Before the oil price kicked the markets in the teeth, there was a growing feeling that analysts (most of whom are employed by the very banks which are currently writing off billions in sub-prime losses) were over-egging troubles in the real economy as they were assuming other companies were in as much trouble as the financial sector.
Bank of England governor Mervyn King said much the same thing after the bank cut interest rates modestly earlier this month, pointing out that people weren't nearly as gloomy outside London (home of the financial sector and City bonuses).
Well we'll see. The trouble with oil, of course, is that it is an essential component of the real economy.
Pret a Manger on the block
The Telegraph thinks buy-out firm Bridgepoint is going to bid for some or all of sandwich maker Pret a Manger, valuing the firm at between £300m and £350m.
Included in the deal will be McDonald's' 33% stake, controversially acquired a few years ago. Founders Julian Metcalf and Sinclair Beecham own most of the rest.
We all moan from time to time at the growing uniformity of the High Street (and indeed the Competition Commission makes a living by continually looking at the issue and deciding that it can't really do very much) but chains like Pret are useful, as indeed are Sainsbury's Locals for office workers who want to eat something at home at night.
But Pret will find it harder to get much bigger in the UK so it's probably wise of Messrs Metcalf and Beecham to cash in.
Cadbury runs into trouble
It did in the City yesterday anyway.
Even though sales surged 7% (helped by that drumming gorilla no doubt) the company's profits slipped a bit and it annoyed shareholders by saying it wouldn't be handing them lots of cash when it spins off its Dr Pepper and 7-Up beverages division later this year.
On the face of it, this seems sensible as this "cash" isn't money Cadbury actually has, it would be money the independent beverage business had to borrow.
Launching the beverages business back on the US market with billions of debt would be risky in the extreme at the moment.
But the City threw a strop anyway and knocked 33p off the shares.
KKR feels the credit crunch pain
Kohlberg Kravis Roberts was one of the original buy-out firms, famously described as the "Barbarians at the Gates" in the 1980s as it laid siege to big conventional companies that thought they were immune from takeovers.
Just last summer it was considering an IPO that would have made the founders even richer.
But yesterday it delayed repayment of billions of dollars it had borrowed for the second time, presumably because of sub-prime woes.

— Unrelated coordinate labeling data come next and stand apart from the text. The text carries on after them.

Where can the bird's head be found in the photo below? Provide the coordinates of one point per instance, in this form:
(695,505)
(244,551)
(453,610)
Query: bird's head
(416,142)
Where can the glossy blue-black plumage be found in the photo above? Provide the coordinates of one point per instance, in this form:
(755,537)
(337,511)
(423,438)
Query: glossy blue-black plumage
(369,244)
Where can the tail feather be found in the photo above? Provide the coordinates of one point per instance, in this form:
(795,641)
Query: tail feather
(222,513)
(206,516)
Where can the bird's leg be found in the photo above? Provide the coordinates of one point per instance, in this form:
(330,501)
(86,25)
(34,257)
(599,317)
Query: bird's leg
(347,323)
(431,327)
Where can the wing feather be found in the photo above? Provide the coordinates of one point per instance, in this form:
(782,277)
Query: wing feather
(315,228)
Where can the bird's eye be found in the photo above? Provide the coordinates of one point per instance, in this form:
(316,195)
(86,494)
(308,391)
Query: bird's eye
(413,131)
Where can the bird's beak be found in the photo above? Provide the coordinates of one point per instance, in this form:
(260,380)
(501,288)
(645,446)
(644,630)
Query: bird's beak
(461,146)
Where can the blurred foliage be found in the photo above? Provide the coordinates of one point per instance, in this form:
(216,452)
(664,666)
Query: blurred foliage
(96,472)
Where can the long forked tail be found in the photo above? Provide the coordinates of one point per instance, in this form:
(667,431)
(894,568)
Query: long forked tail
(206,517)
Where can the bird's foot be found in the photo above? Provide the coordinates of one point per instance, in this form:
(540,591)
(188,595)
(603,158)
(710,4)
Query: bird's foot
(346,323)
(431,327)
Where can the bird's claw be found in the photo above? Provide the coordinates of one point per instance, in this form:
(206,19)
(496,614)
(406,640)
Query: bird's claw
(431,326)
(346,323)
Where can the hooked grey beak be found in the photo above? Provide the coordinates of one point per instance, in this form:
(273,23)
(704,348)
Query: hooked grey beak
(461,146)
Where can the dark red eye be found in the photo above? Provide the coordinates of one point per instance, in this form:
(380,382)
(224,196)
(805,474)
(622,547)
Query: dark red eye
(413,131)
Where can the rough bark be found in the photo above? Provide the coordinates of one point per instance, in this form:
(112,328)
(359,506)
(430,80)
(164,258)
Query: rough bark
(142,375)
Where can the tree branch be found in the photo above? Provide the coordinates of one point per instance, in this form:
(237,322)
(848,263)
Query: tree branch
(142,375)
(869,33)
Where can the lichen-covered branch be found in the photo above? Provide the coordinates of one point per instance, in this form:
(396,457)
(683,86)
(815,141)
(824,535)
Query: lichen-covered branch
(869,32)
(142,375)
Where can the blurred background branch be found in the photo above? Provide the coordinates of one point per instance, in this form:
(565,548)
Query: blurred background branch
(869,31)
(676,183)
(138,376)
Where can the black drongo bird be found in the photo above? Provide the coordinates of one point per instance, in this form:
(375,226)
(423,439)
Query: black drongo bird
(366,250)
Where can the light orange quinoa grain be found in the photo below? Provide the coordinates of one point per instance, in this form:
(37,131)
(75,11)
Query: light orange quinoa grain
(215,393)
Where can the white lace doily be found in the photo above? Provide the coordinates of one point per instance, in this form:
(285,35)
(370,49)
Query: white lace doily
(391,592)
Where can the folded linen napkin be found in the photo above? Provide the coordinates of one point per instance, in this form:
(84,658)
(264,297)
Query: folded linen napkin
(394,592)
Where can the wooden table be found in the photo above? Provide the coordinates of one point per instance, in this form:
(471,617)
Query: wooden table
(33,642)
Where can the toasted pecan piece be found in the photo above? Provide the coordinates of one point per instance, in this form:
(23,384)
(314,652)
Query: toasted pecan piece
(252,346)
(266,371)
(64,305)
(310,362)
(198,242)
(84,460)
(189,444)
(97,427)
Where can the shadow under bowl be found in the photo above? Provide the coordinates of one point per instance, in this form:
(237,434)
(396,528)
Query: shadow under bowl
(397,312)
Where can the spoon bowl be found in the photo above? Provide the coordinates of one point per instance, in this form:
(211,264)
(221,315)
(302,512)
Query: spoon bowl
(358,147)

It is now holding "restructuring" talks with creditors, who must be getting increasingly anxious about ever seeing their money again.
Back in September, as the firm's troubles first surfaced, two of the founders, Henry Kravis and George Roberts, personally chipped in to a $270m cash injection (this isn't in the private equity game plan at all).
It now looks as though even their wallets can't stretch far enough to cure the company's current woes.